After this there were the attacks of the 11th of September and the ensuing war against Afghanistan. The United States claimed that this war was a case of self-defence, and thus allowed under international law. Yet from the start of the war there had been great doubts about the effectiveness of the means chosen. Instead of tracking down and trying the perpetrators, by means of judicial investigations and with the help of international security services, bombs and cruise missiles were the favoured solution. We now know the consequences this brought. The Taliban regime was brought down in no time, but the fight against terrorism was hardly successful. The arrests made by the Americans in the last couple of months were all done in co-operation with the security services. And the promise made to the people of Afghanistan not to abandon them again after the war seems to have been an empty promise. The international military force is only able to provide limited security in the capital, Kabul. Most of the money that was promised for the rebuilding has not been transferred; and this even while experts say that the $ 4.5 billion that was promised would never be enough.

Although the "fight against evil" has found a new theatre in Iraq, it does not seem likely that the situation in Bosnia, Serbia, Kosovo or Afghanistan will substantially improve. The negative consequences of these "rightful wars" threaten to become bigger than the positive effects that provided the pretext for action in the first place. The international legal order has become international disorder. The American war logic that lies at the foundations of earlier interventions leads unavoidably to new wars. It seems to become less and less important what the rest of the world thinks of these wars. The moral authority of the United States and following in its wake the whole western world have gone into free fall: hate, anger, hunger for revenge and vindictive feelings are on the increase among a growing number of groups in society. They tend to form a fruitful base for extremism and terrorism. In the meanwhile the war industry may become the only economic sector that can keep showing positive growth figures.

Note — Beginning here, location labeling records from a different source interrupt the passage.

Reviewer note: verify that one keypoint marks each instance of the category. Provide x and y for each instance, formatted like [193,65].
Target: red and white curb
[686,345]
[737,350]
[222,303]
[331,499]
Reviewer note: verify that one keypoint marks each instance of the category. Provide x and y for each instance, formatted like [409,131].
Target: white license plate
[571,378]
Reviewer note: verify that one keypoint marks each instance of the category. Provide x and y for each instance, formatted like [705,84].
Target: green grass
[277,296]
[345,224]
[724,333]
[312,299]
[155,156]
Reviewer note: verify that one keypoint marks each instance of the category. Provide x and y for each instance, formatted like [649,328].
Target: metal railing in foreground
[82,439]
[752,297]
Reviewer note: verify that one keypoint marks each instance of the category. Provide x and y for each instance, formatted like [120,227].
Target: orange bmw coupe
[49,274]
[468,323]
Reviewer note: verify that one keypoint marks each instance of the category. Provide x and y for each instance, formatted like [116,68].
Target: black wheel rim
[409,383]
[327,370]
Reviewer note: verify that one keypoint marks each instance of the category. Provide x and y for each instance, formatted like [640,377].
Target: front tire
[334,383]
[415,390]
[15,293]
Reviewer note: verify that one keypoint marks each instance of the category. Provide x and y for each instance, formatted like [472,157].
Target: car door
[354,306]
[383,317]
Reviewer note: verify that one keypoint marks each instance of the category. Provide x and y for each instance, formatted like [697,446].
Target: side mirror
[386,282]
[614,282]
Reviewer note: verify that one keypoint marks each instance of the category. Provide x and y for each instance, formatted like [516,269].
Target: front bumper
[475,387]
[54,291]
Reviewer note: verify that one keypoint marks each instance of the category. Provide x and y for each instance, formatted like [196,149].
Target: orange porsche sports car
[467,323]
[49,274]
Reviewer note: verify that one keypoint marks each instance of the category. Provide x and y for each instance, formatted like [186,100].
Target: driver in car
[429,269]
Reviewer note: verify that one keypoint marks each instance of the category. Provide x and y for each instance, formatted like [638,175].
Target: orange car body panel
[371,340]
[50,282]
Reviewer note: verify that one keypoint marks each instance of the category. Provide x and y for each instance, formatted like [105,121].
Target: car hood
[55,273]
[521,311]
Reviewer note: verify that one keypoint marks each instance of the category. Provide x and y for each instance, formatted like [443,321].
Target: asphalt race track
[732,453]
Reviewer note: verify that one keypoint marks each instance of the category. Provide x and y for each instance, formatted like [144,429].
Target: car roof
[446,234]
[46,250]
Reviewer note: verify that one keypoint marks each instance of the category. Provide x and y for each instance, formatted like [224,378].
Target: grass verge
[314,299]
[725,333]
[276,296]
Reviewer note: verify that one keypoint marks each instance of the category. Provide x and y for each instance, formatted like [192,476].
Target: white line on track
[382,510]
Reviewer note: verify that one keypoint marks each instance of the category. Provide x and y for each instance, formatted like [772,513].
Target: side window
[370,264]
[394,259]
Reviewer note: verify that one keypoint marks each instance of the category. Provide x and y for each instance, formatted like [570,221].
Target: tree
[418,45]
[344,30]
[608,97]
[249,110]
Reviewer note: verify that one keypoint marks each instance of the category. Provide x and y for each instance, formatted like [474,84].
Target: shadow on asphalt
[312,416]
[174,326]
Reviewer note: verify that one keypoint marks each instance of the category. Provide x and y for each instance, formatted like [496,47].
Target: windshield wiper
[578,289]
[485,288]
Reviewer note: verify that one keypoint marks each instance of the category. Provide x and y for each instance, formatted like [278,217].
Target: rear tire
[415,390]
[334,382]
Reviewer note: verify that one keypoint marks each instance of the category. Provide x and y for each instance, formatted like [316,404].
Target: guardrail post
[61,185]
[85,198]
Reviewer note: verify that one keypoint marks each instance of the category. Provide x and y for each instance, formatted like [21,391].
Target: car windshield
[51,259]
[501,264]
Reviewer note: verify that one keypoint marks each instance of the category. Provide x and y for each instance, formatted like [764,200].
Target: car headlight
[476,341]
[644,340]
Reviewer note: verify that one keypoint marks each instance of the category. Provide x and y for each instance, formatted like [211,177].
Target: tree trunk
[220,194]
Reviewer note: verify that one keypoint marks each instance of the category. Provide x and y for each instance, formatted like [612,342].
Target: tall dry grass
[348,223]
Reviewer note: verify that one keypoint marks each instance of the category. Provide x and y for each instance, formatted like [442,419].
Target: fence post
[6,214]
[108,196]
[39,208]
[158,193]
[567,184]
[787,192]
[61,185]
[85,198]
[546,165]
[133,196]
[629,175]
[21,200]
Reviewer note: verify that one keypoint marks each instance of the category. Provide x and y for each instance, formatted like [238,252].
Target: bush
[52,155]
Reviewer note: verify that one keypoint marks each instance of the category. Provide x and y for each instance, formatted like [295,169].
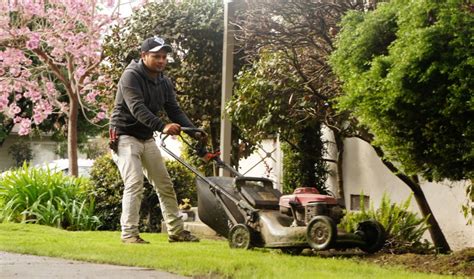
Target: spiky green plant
[404,228]
[43,196]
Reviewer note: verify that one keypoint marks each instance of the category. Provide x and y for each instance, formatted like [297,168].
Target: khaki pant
[137,157]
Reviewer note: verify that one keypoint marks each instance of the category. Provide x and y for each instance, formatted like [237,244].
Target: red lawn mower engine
[306,203]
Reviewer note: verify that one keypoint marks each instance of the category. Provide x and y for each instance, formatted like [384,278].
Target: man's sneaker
[135,240]
[183,236]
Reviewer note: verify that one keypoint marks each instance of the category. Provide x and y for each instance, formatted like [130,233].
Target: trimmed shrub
[109,188]
[404,228]
[30,195]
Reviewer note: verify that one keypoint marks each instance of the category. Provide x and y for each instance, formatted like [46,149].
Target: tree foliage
[269,100]
[49,64]
[407,70]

Given this chaos it is time to wake up to the fact that the doctrine of humanitarian warfare really is a life threatening error. And yet so many political parties and opinion formers have embraced this doctrine for so long. Militarism is not the solution, but it is one of the main reasons for growing insecurity in the world. As long as this truth is denied, real solutions will stay hidden beyond the horizon.

(Karel Glastra van Loon is a novelist. Jan Marijnissen is leader of the Dutch Socialist Party and one of its nine MPs.)